First, God is sovereign, not the gifts or the talents. The Giver, not the gift, determines how—or even if—the gift is to be put into service. The truth is that God gifts every believer. But the fact that one man has a talent for boxing does not mean that God wants him to become a professional boxer. The fact that another has a gift for making money does not mean that God has not called him to be a preacher. Scripture is filled with examples that counter the supposition that talent is destiny. On the one hand are the examples of those who did not appear to have the talents requisite for the service to which God called them. It would seem (and Moses certainly believed) that leadership of a great nation would require superior skills of communication, which he apparently lacked: “I am not eloquent . . . I am slow of speech, and of a slow tongue” (Ex. 4:10). But God was not concerned with Moses’s natural abilities: “And the Lord said unto him, Who hath made man’s mouth? or who maketh the dumb, or deaf, or the seeing, or the blind? have not I the Lord? Now therefore go, and I will be with thy mouth, and teach thee what thou shalt say” (vv. 11, 12). Amos had a similar testimony after God called him to be His prophet: “I was no prophet, neither was I a prophet’s son; but I was an herdman, and a gatherer of sycamore fruit” (Amos 7:14). If (apparent) gifts are sovereign, neither Moses nor Amos would have become servants of the Lord because they did not possess (in their own eyes, at least) the talents requisite for what God was calling them to do. On the other hand are the examples of those whose most obvious talents had to be forsaken in order to do what God required of them. As a member of the Sanhedrin, Paul had recognized skills in governance, skills which he would later use only in much humbler circumstances among the churches. Peter and several other disciples were talented fisherman. They were called to abandon their natural talents in order to become fishers of men. Matthew’s talent was that of making money as a publican through skillful means both honest and dishonest. When God called him to be a disciple, he forsook that skill. Apparently, the Lord never again allowed him to employ his natural ability in any way. He would have been the natural choice to be the treasurer of the twelve; instead, that office went to Judas. God is sovereign, not His gifts.

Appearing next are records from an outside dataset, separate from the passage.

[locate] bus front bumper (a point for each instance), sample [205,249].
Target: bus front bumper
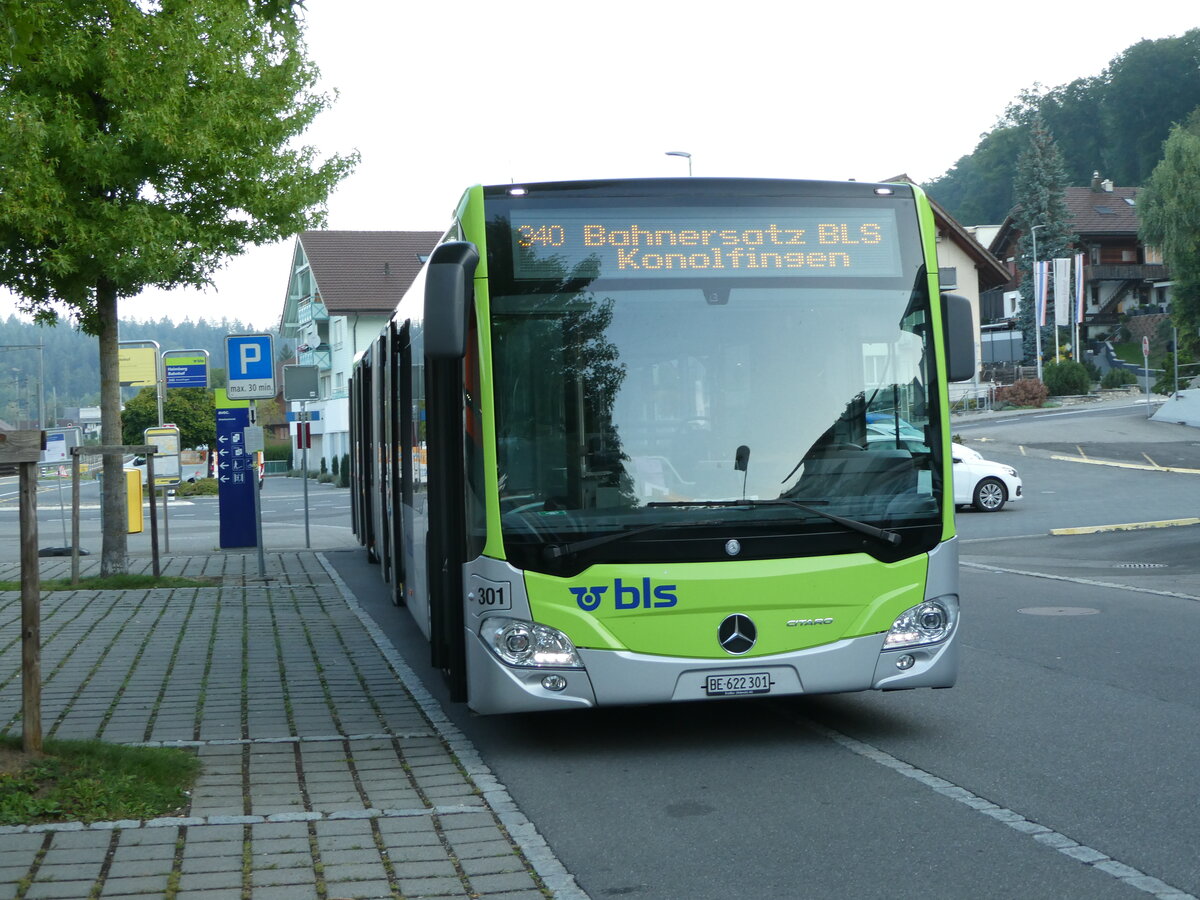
[624,678]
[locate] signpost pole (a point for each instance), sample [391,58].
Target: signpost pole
[154,517]
[303,383]
[75,515]
[1145,367]
[30,615]
[258,498]
[303,430]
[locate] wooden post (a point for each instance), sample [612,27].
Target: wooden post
[24,448]
[30,616]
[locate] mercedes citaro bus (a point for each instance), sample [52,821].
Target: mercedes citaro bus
[612,445]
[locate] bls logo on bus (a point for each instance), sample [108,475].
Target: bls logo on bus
[628,597]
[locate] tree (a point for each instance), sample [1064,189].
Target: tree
[142,144]
[1169,215]
[1151,87]
[189,408]
[1039,189]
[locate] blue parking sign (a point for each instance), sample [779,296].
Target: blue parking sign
[250,361]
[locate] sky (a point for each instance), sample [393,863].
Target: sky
[438,96]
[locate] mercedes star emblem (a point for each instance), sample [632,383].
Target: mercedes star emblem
[737,634]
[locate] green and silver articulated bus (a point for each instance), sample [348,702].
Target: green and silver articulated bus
[648,441]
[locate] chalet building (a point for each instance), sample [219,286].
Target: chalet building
[1121,275]
[964,264]
[342,289]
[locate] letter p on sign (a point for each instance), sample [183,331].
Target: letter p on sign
[251,365]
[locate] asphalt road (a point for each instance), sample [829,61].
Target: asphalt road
[1063,765]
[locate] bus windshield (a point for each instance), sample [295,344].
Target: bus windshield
[655,403]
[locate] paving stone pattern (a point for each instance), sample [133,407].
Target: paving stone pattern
[328,772]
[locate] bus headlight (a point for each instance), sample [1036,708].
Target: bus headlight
[527,643]
[927,623]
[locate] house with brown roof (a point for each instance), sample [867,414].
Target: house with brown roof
[964,264]
[1121,275]
[342,289]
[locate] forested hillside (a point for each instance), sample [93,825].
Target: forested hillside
[72,359]
[1114,123]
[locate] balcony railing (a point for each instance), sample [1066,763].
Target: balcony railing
[1133,271]
[321,357]
[311,311]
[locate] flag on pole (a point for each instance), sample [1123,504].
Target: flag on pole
[1080,301]
[1041,285]
[1062,291]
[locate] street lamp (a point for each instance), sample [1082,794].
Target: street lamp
[683,154]
[1037,312]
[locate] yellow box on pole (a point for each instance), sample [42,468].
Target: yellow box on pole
[133,501]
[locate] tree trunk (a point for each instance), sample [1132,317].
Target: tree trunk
[114,544]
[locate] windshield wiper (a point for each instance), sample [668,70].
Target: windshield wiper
[882,534]
[557,551]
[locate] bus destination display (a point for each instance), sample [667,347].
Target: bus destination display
[671,244]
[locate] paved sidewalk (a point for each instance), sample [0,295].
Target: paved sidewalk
[328,772]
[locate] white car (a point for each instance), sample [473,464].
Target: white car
[982,483]
[978,483]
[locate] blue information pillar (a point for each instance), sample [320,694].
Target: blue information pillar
[237,480]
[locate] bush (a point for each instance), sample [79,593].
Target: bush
[1025,393]
[202,487]
[1117,378]
[1066,377]
[277,450]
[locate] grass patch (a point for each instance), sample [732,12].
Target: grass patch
[93,781]
[118,582]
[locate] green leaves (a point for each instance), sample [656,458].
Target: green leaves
[144,145]
[1169,214]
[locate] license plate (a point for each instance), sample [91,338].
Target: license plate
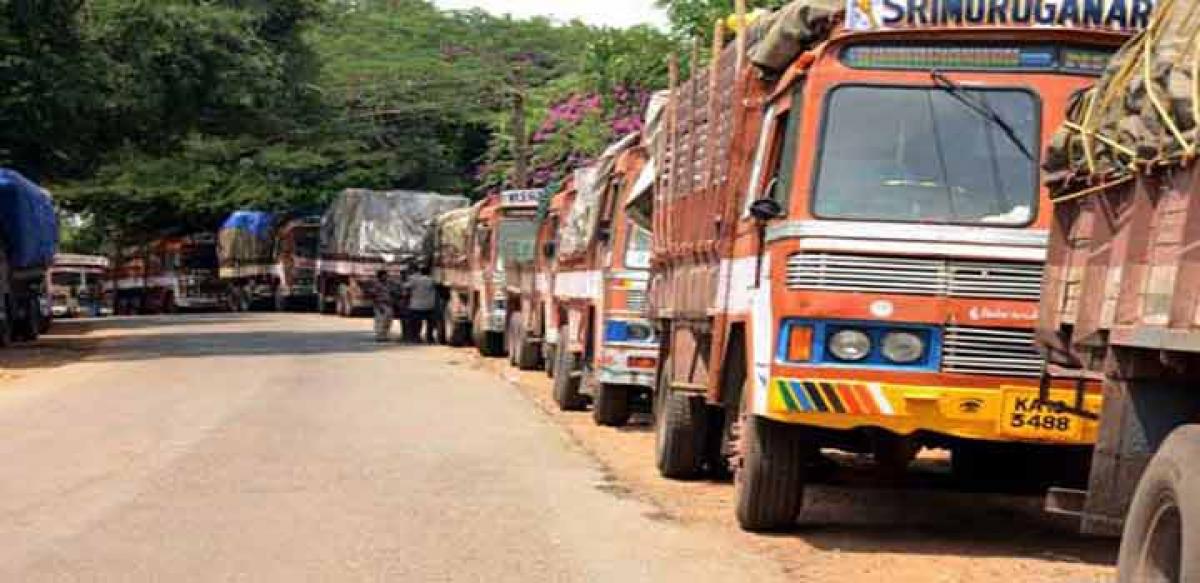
[1026,418]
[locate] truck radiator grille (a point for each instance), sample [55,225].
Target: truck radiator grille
[636,300]
[899,275]
[990,350]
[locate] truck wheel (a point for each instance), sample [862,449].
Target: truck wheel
[567,383]
[678,433]
[511,338]
[491,344]
[769,475]
[5,323]
[551,356]
[611,406]
[1162,532]
[527,352]
[343,301]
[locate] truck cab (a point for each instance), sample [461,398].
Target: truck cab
[877,269]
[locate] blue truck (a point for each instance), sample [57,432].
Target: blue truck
[29,239]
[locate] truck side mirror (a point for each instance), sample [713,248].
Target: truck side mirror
[766,209]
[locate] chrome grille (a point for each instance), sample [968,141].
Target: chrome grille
[990,350]
[636,300]
[901,275]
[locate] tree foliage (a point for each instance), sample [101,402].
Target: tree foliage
[148,116]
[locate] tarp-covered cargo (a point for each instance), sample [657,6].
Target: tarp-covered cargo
[591,182]
[777,40]
[375,223]
[28,222]
[1141,112]
[454,235]
[246,236]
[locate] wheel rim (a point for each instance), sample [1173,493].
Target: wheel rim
[1163,551]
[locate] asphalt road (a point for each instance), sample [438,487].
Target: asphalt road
[292,448]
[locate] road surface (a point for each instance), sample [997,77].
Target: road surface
[292,448]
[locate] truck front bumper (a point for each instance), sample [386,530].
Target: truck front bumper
[624,365]
[1002,414]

Second, God is sovereign, not the receiver of the gifts and talents. When we analyze our gifts and decide how to serve on that basis, we fall prey to at least two errors. First is the error of assumption: we assume we are capable of accurately recognizing our gifts. We may not perceive that we have a more useful “hidden” talent. Or we may think we are better at something than we really are. Second is the error of presumption: we presume that God wants us to use our talents in a particular way, or even at all. One of the tenets of the faith is that we must deny ourselves and take up our cross in order to follow Him. That sometimes means that we must abandon our comfort zone, forsake what we feel we are good at, leave what we naturally enjoy, and lean on His power and strength in order to glorify Him. Natural talents can tend to be used to glorify the recipient rather than the Giver. God is sovereign; we are not.

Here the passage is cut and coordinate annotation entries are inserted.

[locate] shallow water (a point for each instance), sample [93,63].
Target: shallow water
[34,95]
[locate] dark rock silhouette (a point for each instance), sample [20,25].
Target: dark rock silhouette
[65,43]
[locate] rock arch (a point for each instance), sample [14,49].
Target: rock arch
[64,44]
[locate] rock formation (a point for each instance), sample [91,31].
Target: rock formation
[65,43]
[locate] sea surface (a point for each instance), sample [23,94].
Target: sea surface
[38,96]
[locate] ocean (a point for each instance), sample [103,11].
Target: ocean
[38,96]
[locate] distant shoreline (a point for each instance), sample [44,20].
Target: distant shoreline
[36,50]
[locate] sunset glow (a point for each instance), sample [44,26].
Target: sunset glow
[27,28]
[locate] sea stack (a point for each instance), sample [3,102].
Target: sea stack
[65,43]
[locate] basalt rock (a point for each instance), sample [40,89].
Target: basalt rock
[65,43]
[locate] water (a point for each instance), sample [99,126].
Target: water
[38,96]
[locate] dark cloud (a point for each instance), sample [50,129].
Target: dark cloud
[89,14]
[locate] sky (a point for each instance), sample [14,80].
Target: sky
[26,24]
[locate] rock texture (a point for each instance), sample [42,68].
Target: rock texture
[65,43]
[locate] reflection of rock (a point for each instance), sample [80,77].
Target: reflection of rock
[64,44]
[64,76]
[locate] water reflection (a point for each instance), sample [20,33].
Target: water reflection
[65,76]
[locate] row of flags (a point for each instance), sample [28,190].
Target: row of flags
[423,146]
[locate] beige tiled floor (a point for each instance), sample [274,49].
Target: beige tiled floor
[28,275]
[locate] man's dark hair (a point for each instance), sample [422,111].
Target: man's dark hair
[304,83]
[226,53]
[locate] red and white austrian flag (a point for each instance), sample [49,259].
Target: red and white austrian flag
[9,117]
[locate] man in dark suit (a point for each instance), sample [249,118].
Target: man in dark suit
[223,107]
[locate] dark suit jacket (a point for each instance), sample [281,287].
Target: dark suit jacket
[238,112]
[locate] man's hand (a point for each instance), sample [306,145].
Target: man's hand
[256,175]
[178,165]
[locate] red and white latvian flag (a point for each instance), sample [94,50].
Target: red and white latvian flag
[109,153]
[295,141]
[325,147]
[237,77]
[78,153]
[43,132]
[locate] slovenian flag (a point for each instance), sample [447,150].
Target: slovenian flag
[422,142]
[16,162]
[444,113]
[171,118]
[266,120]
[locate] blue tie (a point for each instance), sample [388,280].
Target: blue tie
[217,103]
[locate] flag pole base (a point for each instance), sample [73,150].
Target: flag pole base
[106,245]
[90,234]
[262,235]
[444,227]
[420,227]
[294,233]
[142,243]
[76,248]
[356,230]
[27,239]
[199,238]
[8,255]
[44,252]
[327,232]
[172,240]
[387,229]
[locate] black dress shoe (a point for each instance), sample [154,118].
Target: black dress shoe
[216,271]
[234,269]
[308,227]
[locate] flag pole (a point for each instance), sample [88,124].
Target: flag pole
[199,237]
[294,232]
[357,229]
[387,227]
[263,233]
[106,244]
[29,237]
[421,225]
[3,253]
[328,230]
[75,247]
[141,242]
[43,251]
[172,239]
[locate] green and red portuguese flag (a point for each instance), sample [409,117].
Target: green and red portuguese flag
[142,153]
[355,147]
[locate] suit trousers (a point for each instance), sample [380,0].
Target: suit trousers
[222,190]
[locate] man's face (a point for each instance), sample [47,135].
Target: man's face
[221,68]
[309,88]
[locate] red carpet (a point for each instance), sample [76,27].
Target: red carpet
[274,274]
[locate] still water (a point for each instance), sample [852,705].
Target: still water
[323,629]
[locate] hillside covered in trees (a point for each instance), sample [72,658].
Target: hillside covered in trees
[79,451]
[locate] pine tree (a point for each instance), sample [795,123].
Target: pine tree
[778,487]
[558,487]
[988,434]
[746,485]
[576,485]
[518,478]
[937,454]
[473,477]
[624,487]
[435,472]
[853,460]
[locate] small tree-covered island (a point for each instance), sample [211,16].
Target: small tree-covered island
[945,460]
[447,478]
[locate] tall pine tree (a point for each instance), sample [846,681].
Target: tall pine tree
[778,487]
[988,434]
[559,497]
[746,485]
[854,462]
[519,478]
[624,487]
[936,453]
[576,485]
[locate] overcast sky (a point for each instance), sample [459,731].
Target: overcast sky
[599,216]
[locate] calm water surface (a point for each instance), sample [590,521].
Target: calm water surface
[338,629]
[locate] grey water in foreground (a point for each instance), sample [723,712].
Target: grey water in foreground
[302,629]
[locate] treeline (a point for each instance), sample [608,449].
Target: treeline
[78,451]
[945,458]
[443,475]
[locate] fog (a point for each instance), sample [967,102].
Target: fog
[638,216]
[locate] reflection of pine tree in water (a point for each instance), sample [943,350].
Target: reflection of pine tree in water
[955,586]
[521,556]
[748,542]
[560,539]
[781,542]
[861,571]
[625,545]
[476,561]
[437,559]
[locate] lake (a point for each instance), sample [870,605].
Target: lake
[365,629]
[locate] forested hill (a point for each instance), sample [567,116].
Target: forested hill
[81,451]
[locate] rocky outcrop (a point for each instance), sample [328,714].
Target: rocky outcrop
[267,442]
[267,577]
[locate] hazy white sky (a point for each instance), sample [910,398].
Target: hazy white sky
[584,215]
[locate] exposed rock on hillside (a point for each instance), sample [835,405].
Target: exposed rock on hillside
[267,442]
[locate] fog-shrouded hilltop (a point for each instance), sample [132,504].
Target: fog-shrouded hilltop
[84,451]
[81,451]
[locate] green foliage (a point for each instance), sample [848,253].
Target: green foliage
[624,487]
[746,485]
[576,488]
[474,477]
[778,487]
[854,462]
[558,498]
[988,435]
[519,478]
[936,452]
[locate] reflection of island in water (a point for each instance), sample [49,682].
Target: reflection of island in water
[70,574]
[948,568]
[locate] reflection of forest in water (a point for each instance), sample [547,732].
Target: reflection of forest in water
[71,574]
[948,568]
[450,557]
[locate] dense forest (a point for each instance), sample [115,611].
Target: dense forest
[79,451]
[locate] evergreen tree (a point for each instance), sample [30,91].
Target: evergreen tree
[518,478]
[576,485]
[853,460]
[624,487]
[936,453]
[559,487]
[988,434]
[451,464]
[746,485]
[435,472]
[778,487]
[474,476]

Does this mean that talents are merely a useless temptation or serve no obvious purpose, like some so-called vestigial organ? Of course not. But we must remember that we are the servants of the Lord, and not the servants of our talents, nor their master, for that matter. Blessed is the man or woman who will truly yield as clay to the hand of the Potter to be shaped and used as God sees fit and for His glory alone. Often that involves using the talents the Lord has bestowed on us. But sometimes He may choose to glorify Himself by asking us to submit to His sovereign will, to shelve some natural talent, and to labor in some more fruitful service.